Well, thats what I get from the manual. Moreover, as an insider, you might know more. Can you confirm?

Thanks for the heads-up. It should affect only the value of variable though and not the time-out problem.

I will fix that.

But I dont see any such reference in the manual. My code, actually, wants to implement a per-thread mutex. So, ultimately I want the counter to be gridDim.x * blockDim.x and not just “gridDim.x”

For example, atomicAdd() function can be used to get “gridDim.x*blockDim.x”. It works at a per-thread level. So, wht is wrong if I try to implement a spin-lock at per-thread level?

What I wrote earlier is a per-CTA mutex and is way too slow to be used as a per-thread mutex. It’s not necessarily wrong, but it obviously is unbelievably slow. Better way is to do an inter-CTA mutex and an intra-CTA mutex.
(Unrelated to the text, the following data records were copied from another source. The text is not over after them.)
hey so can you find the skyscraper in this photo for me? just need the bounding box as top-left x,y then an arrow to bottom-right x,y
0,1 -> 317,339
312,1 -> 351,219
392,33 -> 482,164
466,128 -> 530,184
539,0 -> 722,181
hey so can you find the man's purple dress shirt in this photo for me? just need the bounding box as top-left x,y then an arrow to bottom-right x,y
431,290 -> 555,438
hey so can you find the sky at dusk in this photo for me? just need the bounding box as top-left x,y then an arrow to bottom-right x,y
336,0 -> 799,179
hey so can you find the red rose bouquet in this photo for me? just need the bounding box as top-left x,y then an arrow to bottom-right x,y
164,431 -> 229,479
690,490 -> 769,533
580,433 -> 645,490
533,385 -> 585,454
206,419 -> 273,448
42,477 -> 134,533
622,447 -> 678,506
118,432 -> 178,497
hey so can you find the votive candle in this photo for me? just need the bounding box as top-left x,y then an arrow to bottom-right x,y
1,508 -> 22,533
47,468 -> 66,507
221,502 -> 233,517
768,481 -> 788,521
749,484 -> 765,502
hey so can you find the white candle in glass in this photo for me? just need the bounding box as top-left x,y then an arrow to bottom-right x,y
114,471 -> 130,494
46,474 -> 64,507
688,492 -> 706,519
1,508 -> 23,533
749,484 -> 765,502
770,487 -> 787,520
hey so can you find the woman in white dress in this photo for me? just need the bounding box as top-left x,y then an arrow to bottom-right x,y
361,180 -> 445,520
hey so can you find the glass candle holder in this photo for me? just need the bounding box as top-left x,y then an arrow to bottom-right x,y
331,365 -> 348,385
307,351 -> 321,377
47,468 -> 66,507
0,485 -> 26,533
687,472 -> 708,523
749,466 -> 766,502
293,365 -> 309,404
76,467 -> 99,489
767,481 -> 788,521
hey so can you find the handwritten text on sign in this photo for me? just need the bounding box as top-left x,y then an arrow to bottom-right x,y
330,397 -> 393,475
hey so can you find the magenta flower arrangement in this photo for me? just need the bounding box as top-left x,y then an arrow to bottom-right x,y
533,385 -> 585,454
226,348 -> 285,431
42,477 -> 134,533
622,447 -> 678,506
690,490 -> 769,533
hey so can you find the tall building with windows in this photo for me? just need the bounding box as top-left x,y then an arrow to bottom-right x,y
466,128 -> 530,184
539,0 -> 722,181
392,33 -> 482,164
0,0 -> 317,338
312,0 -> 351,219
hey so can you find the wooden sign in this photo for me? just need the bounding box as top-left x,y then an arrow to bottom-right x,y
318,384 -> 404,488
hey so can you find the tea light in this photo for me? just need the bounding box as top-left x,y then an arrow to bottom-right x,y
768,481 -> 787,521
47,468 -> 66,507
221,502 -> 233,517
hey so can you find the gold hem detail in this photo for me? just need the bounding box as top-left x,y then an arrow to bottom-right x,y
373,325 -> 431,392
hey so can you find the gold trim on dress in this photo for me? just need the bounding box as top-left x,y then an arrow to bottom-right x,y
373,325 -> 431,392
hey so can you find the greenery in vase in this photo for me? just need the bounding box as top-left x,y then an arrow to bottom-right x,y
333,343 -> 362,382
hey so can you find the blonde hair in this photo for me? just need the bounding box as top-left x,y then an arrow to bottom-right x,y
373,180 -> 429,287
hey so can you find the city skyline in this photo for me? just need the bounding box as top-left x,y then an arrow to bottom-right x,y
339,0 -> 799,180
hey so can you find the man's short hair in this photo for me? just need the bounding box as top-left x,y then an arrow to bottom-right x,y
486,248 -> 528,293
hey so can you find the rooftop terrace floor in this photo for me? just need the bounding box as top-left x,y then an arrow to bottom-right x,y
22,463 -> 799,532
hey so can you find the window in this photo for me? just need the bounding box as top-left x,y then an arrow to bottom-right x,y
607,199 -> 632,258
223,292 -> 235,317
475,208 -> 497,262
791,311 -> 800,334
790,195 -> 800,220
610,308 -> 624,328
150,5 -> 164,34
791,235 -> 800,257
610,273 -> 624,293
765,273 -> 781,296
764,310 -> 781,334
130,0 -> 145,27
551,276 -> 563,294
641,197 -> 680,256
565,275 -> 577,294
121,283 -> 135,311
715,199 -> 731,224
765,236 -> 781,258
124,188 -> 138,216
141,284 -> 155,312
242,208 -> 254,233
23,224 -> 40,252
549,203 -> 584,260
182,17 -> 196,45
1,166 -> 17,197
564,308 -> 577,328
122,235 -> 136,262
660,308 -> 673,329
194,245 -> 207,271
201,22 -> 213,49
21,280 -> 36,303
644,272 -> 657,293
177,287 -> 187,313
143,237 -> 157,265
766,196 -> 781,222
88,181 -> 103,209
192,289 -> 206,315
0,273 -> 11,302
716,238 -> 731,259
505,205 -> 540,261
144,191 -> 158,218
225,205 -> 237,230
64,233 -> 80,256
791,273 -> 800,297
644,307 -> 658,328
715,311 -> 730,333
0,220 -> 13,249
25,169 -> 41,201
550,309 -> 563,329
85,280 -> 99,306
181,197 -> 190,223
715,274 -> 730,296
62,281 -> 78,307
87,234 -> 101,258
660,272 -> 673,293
I do that here to count warps, extend to whatever you like.

#include <stdio.h>

#include <stdlib.h>

__device__ volatile int lock = -1;

__device__ volatile int counter = 0;;

__global__ void spinlol()

{

  __shared__ int intraCTAlock;

  if (!threadIdx.x && !threadIdx.y)

	intraCTAlock = -1;

  __syncthreads();

if (!threadIdx.x && !threadIdx.y)

	while (atomicCAS((int*)&lock, -1, blockIdx.x) != -1);

  __syncthreads();

if (threadIdx.x % 32 == 0)

	{

	  while (atomicCAS(&intraCTAlock, -1, 12) != -1);

	  counter++;

	  __threadfence();

	  atomicExch(&intraCTAlock, -1);

	}

  __syncthreads();

  if (!threadIdx.x && !threadIdx.y)

	atomicExch((int*)&lock, -1);

}

int main(int argc, char** argv)

{

  int hostcounter = -1;

  spinlol<<<60, 512>>>();

  cudaThreadSynchronize();

  printf("err = %s\n", cudaGetErrorString(cudaGetLastError()));

  cudaMemcpyFromSymbol(&hostcounter, "counter", sizeof(int), 0, cudaMemcpyDeviceToHost);

  printf("counter = %d\n", hostcounter);

}
tim@thor:~/hurf$ nvcc -o hurf hurf.cu -arch sm_12

tim@thor:~/hurf$ ./hurf 

err = no error

counter = 960

None of these cases have taken me long to write, and I’m not using any secret knowledge that can only be obtained if you pass through the ring of fire in NVIDIA HQ. Basic mutexes aren’t hard, just potentially very slow. If I ever thought I needed a per-thread mutex, I would probably decide I was doing something very wrong.